Выше было упомянуто, что в. к. Иван Данилович замышлял в начале 1335 г. поход на Псков, но отказался от него, уступив настояниям новгородцев. Эпизод этот – один из признаков того затруднительного и напряженного положения, в каком находилась великокняжеская власть перед напором литовской силы и литовского влияния на западные области Великороссии. Литовское влияние было опасно для великого князя по связи его с нараставшим раздражением местных княжеских сил против московского «насилованья» и с популярными в княжеско-боярской среде, как и в более широких общественных кругах, настроениями, враждебными Москве и ордынской власти. Возвращение в Тверь кн. Александра Михайловича заново всколыхнуло все сильно натянутые внутренние отношения Великороссии.
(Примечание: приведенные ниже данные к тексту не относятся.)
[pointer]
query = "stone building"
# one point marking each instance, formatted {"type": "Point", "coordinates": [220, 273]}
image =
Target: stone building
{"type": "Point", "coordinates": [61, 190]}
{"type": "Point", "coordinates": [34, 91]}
Пока кн. Александр княжил в Пскове, Тверским княжеством «тихо и мирно» правил брат его Константин, «наставник отчине своей о нем же утвердшася люди»379. Зять в. к. Ивана, он держится в послушании тестю в ряду других младших князей380. Но вскоре после попытки в. к. Ивана организовать поход на Псков, кн. Александр послал сына Федора в Орду, и тот вернулся в Тверь с ханским послом Авдулом381. Отношения с Ордой завязаны явно помимо в. к. Ивана, но кн. Александр отправился в Орду, снесясь с митр. Феогностом: послал к нему бояр своих просить благословения382. Кн. Александр съездил из Пскова в Тверь к брату Константину и, видимо, договорился с ним о своем возвращении и с ханским послом о поездке в Орду383, а в следующем году отправился к хану с повинной и вернулся «пожалован отчиною своею Тверью» с ханскими послами. Возвращение Александра Михайловича на стол тверского княжения было несомненным политическим поражением для в. к. Ивана. Кн. Александр не мог стать в то же отношение к великокняжеской власти, с каким мирился кн. Константин Михайлович. Никоновская летопись подчеркивает отношения кн. Александра с Ордой – при отсутствии докончания и мира между ним и в. к. Иваном384. С в. к. Александром вступала на великорусскую почву сила, не покорная московскому князю и готовая к новой борьбе за власть. Литовские связи Александра и напряжение новгородских отношений грозили в. к. Ивану серьезными осложнениями, тем более что у тверских князей, судя по «пожалованию» Александра ханом Узбеком и участию в его ордынских отношениях ханского посла Авдула, были свои связи в Золотой Орде. Есть указание и на то, что «розмирье» кн. Александра с Иваном Калитой нашло отклик у младших князей, недовольных московским засильем; ярославский князь Василий Давидович в белозерский Романчюк – на стороне Александра385. Естественно предположить, что и ростовские, и суздальские князья должны были вызывать в Москве недоверие и беспокойство. Сквозь сбитые и отрывочные известия летописных сводов чувствуется подъем накопившегося недовольства московским «насилованьем». Исход княжеского столкновения зависел от хана и разыгрался в Орде. Но в. к. Иван, ведя свое дело в Орде, считает необходимым возможно меньше упускать из виду дела на Руси; уезжая в Орду вслед за тверским княжичем Федором, он посылает в Новгород сына Андрея, а в последний момент, когда решалось при ханском дворе дело кн. Александра, посылает в Орду сыновей, а сам остается на Руси386.